Sur ce dernier point, l’intervenant a affirmé qu’il ne faut pas faire fi des dangers qui menacent l’intégrité territoriale du Maroc, tout en fustigeant le flottement de l’Etat dans la gestion du champ politique et l’absence d’une politique sociale cohérente dans la lutte contre la pauvreté.
Quant à Mustapha Brahma, secrétaire général d’Annahj Addimocrati, il a appelé la gauche à s’intéresser davantage aux questions de l’identité, de la religion et de l’amazigh, à s’enraciner dans les classes ouvrières, les intellectuels, etc., à constituer un mouvement ouvrier fort et à coordonner les actions menées par la gauche dans les centrales syndicales et d’autres organisations telles que l’UNEM, l’UNIM, le SNEsup, l’Union des écrivains du Maroc, l’Association des barreaux du Maroc, etc.

La revue Al Machrouaa est de retour dans les kiosques

La revue Al Machrouaa est de retour dans les kiosques après plusieurs années d’interruption. Le nouveau numéro (n°11) paru le 26 mars 2016 a été consacré au sujet de la gauche au Maroc. On peut, en effet, y lire les contributions d’Ahmed El Aqued, Moussaoui Ajlaoui, Houssam Hab, Mohamed Habib Taleb, Abdellah Saaf et de Hassan Soussi.
Le nouveau numéro de cette revue dont le directeur général est Habib El Malki et le directeur exécutif est Mohammed Derouich, contient également des documents historiques tels une partie de l’intervention de feu Abderrahim Bouabid en 1991 lors de la réunion du Comité central, le discours d’Abderrahman El Youssoufi à Bruxelles en 2003, un document du Mouvement 23 mars élaboré en 1978, ou encore un document du PSD en 2005 sur les raisons de la fusion avec l’USFP.
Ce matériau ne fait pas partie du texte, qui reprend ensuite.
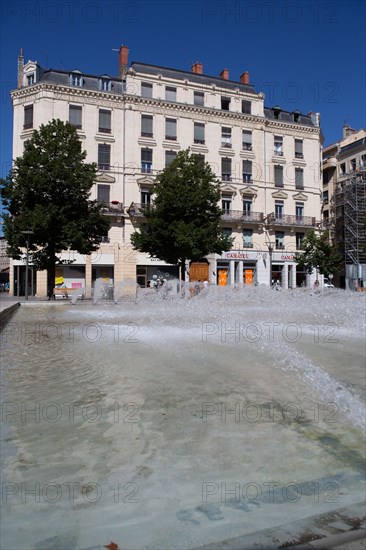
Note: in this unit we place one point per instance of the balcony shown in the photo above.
(135, 209)
(113, 207)
(240, 216)
(292, 221)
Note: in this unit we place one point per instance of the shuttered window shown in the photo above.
(105, 121)
(75, 113)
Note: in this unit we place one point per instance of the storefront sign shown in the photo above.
(142, 259)
(239, 255)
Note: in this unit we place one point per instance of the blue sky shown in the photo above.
(303, 55)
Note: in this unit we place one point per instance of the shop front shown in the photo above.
(237, 267)
(148, 269)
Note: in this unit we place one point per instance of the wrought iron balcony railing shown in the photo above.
(240, 216)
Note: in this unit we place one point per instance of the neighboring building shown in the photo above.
(344, 203)
(4, 259)
(268, 162)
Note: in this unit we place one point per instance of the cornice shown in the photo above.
(159, 106)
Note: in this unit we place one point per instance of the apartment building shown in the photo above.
(344, 204)
(268, 162)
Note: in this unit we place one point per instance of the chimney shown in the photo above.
(122, 61)
(197, 68)
(244, 79)
(20, 68)
(348, 131)
(224, 74)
Plusieurs études et articles ont été également publiés dans ce nouveau numéro. Il s’agit notamment de l’article d’Ahmed Herzni sur l’après-Printemps arabe, d’Omar Benayach sur le même sujet, ou encore de Kamal Abdellatfi sur la pluralité citoyenne et les valeurs de la modernisation politique.
Par ailleurs, ce numéro comporte également deux textes sur la modernisation. Le premier sur la modernisation des sociétés arabes est tiré de l’ouvrage d’Abdellah Laroui « Les Arabes et la pensée historique » ; l’autre sur la modernisation de la raison politique arabe est tiré de l’ouvrage de Mohamed Abed El Jabri.
La revue Al Machrouaa a republié un entretien que  la sociologue marocaine décédée récemment, Fatima El Mernissi avait fait en 1986 avec l’artiste palestinien, Kamal Balata. Cet entretien a été, pour rappel, publié dans le supplément culturel d’Al Ittihad Al Ichtiraki en 1986.